My own grandmother, who had eleven children and sixty grandchildren, used to remark that what is learnt in childhood is engraved on stone.  When my grandfather’s granite headstone was erected it had a small spelling mistake and small though it was the eye was always drawn to it and irritated by it.  When we asked if it could be fixed we were told the engraving on the stone was too deep to be changed – better to replace the headstone with a new one.  We don’t get such an option with our children. We get one go around.  If we, who are the most crucial engravers on their little lives, get it right, then the child generally blossoms.  If we get it wrong the flaw can last a lifetime and cast long shadows.  There are other important engravers too of course – schools, peers, the work place and the street, all can teach and have significant influences, but the founding social, moral and cultural values are first forged and moulded within the home.  It is the garden within which the first seeds of ethical standards and role models are planted and it is where the growing child hears and sees, watches and learns. Among the things we can teach is how to live in harmony with others, how to respect, how to forgive, how to love.  It is even more than a simple option to teach – it is an imperative.  Every human being is entitled to live without fear of violence from those with whom he shares that most sacred of places, his home.  The privacy of the home is an important part of its strength, but it was never meant to be a protective cover for the bully, or the dictator, or the abuser.  Nor should it be.  Our civic life is utterly diminished by those who corrupt home life, and the more we publicly debate and research, and practice what it takes to heal and strengthen home life, the more we narrow the scope of those who make homes places of hell. 

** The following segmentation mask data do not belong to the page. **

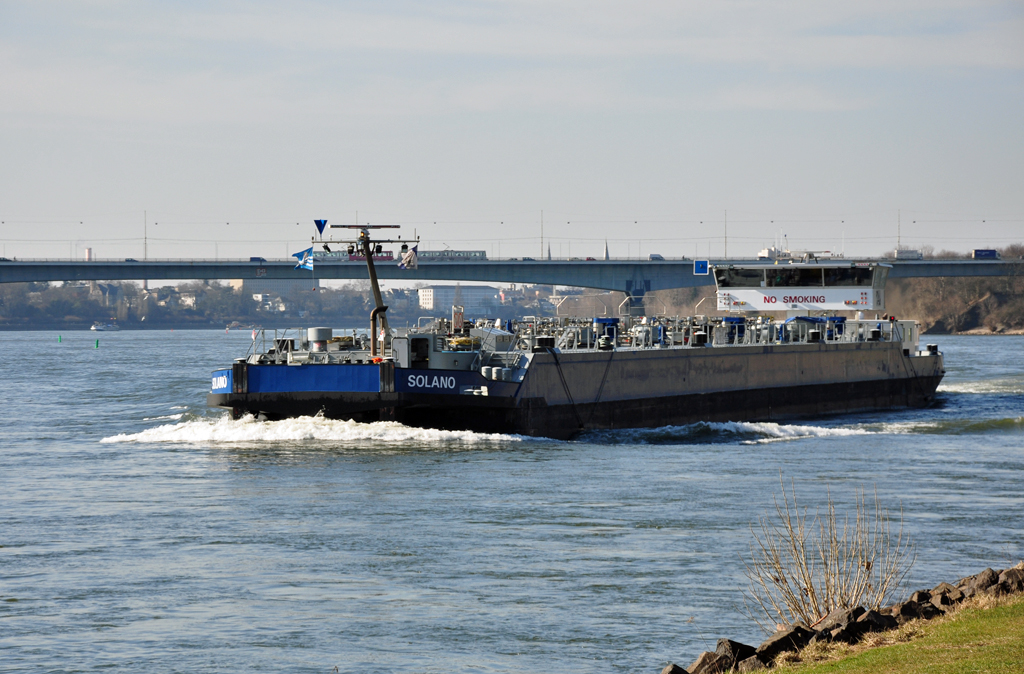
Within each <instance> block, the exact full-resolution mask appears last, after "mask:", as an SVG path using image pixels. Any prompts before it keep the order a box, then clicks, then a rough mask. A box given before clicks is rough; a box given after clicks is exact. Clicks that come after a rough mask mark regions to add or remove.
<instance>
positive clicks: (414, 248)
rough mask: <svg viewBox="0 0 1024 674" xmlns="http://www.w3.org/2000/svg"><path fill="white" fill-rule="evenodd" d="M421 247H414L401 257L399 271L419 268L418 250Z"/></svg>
mask: <svg viewBox="0 0 1024 674" xmlns="http://www.w3.org/2000/svg"><path fill="white" fill-rule="evenodd" d="M418 248H419V246H413V247H412V248H411V249H410V250H409V251H408V252H407V253H404V254H403V255H402V256H401V260H399V261H398V268H399V269H415V268H417V267H418V266H419V261H418V260H417V249H418Z"/></svg>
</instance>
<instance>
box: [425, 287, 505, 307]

The work of creating harmony is a work for all those who share the home and not just parents. Children, teenagers, young adults have all a huge role to play in making home what it should be, to quote Charles Pankhurst “Heaven for Beginners”.  That might be putting it a bit too strongly, for even the best of homes are places of ups and downs, sorrows and joys.  They are places where we cope with the best and worst that life presents us with, places where we grow humanly, and where we grow best if there is harmony. 

The work of Sr. Kathleen Maguire, and Rev Dr, Tony Byrne, through their courses and seminars, and through the new book by Justin Brophy and Anne Dunne, is designed to help us become much more active and dynamic creators and sustainers of harmony in our homes. It is a skill like any other, and one that repays the learning a thousand fold. 

I congratulate Sr Kathleen Maguire and Fr Tony Byrne, who, together with Justin Brophy and Anne Dunne have done so much to promote Harmony in the Home.  I wish you all every success in your endeavours.  

Go n-éirí go geal libh go léir. Go raibh maith agaibh.